There is little more instantly satisfying than shopping online. You skip the crowds, have access to countless reviews and have it delivered to your door in no time. Couple that with the ability to occasionally avoid that pesky 6.5%† sales tax and it seems like a no brainer. I mean who doesn’t want to get an instant 6.5%† discount on a purchase?
Why do we get that discount? Well, the general rule of thumb is if the retailer has a physical location in your state they are going to charge you sales tax. What most people fail to realize is that just because your purchase didn’t have sales tax doesn’t mean you don’t have to pay something called a “Use Tax”.
Use tax is essentially sales tax on purchase made outside of your state that will be used in your state that no tax has previously been collected on. Use tax has been around since at least 2007 but is often overlooked because it was based upon the honor system. Individuals are required to calculate and file their Use Tax liability on their state tax returns. I would have to imagine that the bulk of people didn’t realize this was required, and even if they did we are all loath to give the government more money.

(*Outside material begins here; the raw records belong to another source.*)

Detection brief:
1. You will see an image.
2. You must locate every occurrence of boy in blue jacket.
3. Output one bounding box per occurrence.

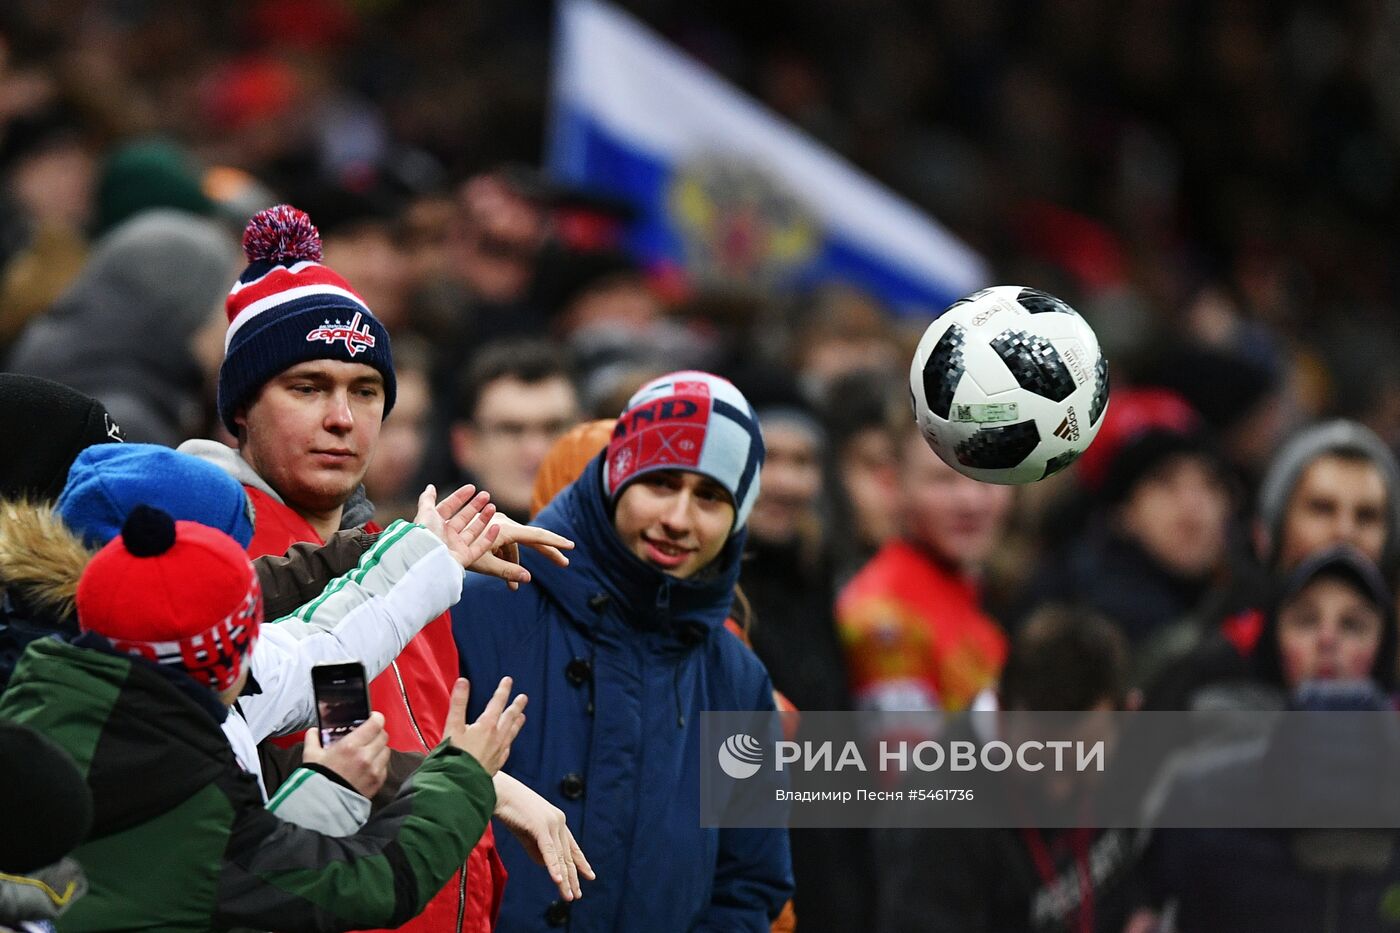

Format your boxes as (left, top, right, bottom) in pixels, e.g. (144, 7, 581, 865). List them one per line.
(453, 370, 793, 931)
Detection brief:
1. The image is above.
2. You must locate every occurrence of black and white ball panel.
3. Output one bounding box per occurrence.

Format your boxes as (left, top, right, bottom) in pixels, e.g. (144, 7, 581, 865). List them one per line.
(989, 329, 1077, 402)
(955, 420, 1042, 470)
(1017, 287, 1076, 315)
(1089, 354, 1109, 426)
(920, 323, 967, 420)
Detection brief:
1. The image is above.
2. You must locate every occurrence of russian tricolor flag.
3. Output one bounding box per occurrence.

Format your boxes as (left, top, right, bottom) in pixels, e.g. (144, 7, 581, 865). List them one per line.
(548, 0, 990, 317)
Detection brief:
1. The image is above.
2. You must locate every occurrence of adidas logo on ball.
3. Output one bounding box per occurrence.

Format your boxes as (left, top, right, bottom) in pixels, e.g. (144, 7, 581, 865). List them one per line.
(1053, 406, 1080, 442)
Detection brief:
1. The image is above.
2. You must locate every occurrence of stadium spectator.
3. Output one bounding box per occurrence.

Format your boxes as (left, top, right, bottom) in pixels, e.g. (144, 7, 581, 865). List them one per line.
(822, 370, 905, 583)
(448, 339, 581, 522)
(876, 606, 1141, 933)
(742, 398, 872, 933)
(1255, 421, 1400, 576)
(1143, 341, 1294, 493)
(0, 121, 93, 356)
(454, 370, 794, 930)
(1021, 427, 1237, 654)
(743, 397, 852, 712)
(5, 210, 240, 446)
(1142, 548, 1400, 931)
(450, 169, 551, 310)
(1253, 546, 1397, 697)
(837, 424, 1014, 713)
(1175, 545, 1396, 713)
(792, 286, 903, 405)
(178, 205, 579, 932)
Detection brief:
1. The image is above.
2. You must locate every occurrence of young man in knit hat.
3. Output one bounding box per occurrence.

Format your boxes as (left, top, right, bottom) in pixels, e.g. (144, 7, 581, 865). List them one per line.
(179, 205, 588, 929)
(0, 505, 525, 932)
(1020, 425, 1235, 654)
(453, 370, 794, 931)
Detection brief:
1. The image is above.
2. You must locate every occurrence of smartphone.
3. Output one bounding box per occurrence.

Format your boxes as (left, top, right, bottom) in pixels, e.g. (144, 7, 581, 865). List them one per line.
(313, 661, 371, 746)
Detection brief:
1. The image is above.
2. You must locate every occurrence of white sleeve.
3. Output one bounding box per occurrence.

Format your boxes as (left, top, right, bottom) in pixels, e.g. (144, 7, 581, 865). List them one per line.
(221, 709, 369, 835)
(237, 520, 464, 743)
(266, 766, 372, 836)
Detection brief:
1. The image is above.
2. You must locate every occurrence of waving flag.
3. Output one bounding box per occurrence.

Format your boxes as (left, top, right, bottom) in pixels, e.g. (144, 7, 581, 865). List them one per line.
(548, 0, 990, 316)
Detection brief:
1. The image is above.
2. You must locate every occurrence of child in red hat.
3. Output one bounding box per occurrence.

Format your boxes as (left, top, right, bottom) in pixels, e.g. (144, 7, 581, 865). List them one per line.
(0, 505, 527, 933)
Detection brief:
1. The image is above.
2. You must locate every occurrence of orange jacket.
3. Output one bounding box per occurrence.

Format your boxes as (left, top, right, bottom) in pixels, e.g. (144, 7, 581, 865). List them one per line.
(837, 538, 1006, 712)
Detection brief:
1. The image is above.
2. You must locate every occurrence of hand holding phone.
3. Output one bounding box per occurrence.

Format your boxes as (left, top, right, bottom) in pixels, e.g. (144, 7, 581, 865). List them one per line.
(303, 711, 389, 798)
(313, 661, 371, 746)
(307, 661, 388, 798)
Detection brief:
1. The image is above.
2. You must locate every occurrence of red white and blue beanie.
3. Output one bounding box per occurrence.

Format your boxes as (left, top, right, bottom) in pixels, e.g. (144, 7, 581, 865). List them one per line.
(76, 506, 262, 694)
(603, 370, 765, 534)
(216, 205, 395, 434)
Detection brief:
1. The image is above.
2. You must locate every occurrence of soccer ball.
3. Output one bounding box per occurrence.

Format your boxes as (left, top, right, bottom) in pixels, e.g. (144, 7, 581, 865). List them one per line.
(909, 286, 1108, 485)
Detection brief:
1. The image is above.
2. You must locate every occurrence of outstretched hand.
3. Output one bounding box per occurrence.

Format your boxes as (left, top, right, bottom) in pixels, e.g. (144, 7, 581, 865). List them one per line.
(494, 771, 595, 901)
(472, 515, 574, 590)
(415, 483, 574, 590)
(416, 483, 502, 570)
(442, 677, 527, 776)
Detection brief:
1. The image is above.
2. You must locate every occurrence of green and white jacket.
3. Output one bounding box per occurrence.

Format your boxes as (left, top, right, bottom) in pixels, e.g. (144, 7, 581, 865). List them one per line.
(0, 638, 494, 933)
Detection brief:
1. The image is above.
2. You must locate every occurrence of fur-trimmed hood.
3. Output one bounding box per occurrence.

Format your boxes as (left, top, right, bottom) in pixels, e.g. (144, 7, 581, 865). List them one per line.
(0, 499, 92, 628)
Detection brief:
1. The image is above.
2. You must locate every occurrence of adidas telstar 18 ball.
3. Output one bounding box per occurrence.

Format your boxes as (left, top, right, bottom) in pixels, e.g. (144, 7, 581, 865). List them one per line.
(910, 286, 1109, 484)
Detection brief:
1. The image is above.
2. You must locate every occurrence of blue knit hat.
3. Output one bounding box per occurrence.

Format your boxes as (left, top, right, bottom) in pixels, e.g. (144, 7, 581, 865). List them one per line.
(57, 443, 254, 549)
(216, 205, 395, 434)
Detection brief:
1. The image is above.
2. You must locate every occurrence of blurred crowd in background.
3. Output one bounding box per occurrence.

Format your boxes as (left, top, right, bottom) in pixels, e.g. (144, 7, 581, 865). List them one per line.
(5, 0, 1400, 930)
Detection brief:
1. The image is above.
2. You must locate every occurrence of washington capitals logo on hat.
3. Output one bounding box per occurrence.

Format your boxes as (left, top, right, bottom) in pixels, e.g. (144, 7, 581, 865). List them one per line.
(306, 312, 377, 357)
(217, 205, 398, 435)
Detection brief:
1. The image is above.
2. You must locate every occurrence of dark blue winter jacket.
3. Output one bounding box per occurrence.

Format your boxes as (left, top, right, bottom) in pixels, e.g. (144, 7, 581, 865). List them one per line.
(452, 454, 793, 932)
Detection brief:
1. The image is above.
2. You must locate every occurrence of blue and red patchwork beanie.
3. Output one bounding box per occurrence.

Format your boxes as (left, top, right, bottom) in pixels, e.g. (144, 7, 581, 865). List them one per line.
(603, 370, 765, 534)
(216, 204, 395, 434)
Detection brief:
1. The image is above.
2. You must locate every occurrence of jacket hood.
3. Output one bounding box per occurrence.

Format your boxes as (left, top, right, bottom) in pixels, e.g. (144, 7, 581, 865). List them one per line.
(1252, 545, 1399, 692)
(0, 637, 233, 840)
(0, 499, 90, 628)
(5, 210, 239, 400)
(177, 438, 376, 530)
(526, 453, 745, 641)
(178, 438, 282, 502)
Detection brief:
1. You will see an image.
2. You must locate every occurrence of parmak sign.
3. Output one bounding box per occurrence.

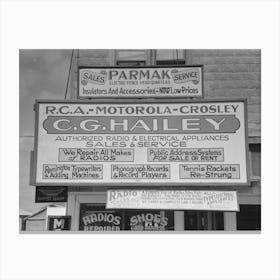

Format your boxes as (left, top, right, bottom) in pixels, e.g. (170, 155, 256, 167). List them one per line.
(78, 66, 203, 98)
(33, 99, 249, 186)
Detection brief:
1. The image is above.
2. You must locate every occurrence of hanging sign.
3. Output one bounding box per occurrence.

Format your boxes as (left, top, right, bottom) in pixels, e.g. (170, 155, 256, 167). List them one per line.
(78, 66, 203, 98)
(35, 186, 68, 202)
(106, 190, 239, 211)
(33, 99, 248, 186)
(48, 216, 71, 230)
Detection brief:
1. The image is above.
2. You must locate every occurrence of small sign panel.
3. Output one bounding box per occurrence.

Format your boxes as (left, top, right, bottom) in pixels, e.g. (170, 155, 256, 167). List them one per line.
(124, 210, 173, 231)
(79, 204, 123, 231)
(48, 216, 71, 230)
(33, 99, 248, 186)
(78, 66, 203, 98)
(35, 186, 68, 202)
(106, 190, 239, 211)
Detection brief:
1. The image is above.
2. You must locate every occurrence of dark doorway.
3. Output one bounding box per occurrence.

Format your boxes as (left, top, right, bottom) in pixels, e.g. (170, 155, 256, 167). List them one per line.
(237, 205, 261, 230)
(184, 211, 224, 230)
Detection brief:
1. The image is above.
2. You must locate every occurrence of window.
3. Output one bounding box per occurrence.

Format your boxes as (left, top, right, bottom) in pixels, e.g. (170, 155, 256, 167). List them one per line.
(184, 211, 224, 230)
(124, 210, 174, 231)
(237, 205, 261, 230)
(116, 50, 147, 66)
(79, 204, 124, 231)
(156, 60, 185, 66)
(79, 204, 174, 231)
(156, 49, 185, 65)
(117, 60, 146, 66)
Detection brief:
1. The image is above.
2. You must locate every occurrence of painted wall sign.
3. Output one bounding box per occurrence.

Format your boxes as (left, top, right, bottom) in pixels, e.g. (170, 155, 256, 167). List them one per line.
(125, 210, 171, 231)
(78, 66, 203, 98)
(48, 216, 71, 230)
(35, 186, 68, 202)
(79, 204, 122, 231)
(33, 99, 248, 186)
(106, 190, 239, 211)
(79, 204, 174, 231)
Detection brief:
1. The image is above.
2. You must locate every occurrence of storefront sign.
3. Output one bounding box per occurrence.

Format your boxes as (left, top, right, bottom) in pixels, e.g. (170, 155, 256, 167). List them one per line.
(79, 204, 174, 231)
(125, 210, 170, 231)
(35, 186, 68, 202)
(33, 99, 248, 186)
(106, 190, 239, 211)
(79, 204, 122, 231)
(78, 66, 203, 98)
(48, 216, 71, 230)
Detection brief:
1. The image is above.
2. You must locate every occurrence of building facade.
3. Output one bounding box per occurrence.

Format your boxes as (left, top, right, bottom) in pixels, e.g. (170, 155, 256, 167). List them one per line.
(34, 49, 261, 231)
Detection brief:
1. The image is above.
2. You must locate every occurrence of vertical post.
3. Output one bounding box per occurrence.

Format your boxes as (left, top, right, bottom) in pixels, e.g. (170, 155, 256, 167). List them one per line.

The reason this is becoming such a big deal is that recently Connecticut has reached out to over 150 major online retailers asking them for purchases records for residents of that state. Most notably Newegg, an online electronics retailer was requested to turn over their records to Connecticut’s Department of Revenue. Newegg complied and now over 3,000 residents of Connecticut are receiving tax bills for purchases they made as far back as 2014.
This is an important precedent because despite the bulk of states having a “Use Tax”, Connecticut is the first state to reach out to retailers for those records, so they can impose tax bills for those not filing their use taxes. Potentially more troubling is that Newegg was not subpoenaed for that information but gave it willingly. I would have to imagine going forward this is going to become more and more prevalent as states look to recoup taxes lost to online purchases.
If you’re worried about how this could potentially impact you be sure to touch base with your tax preparer or CPA.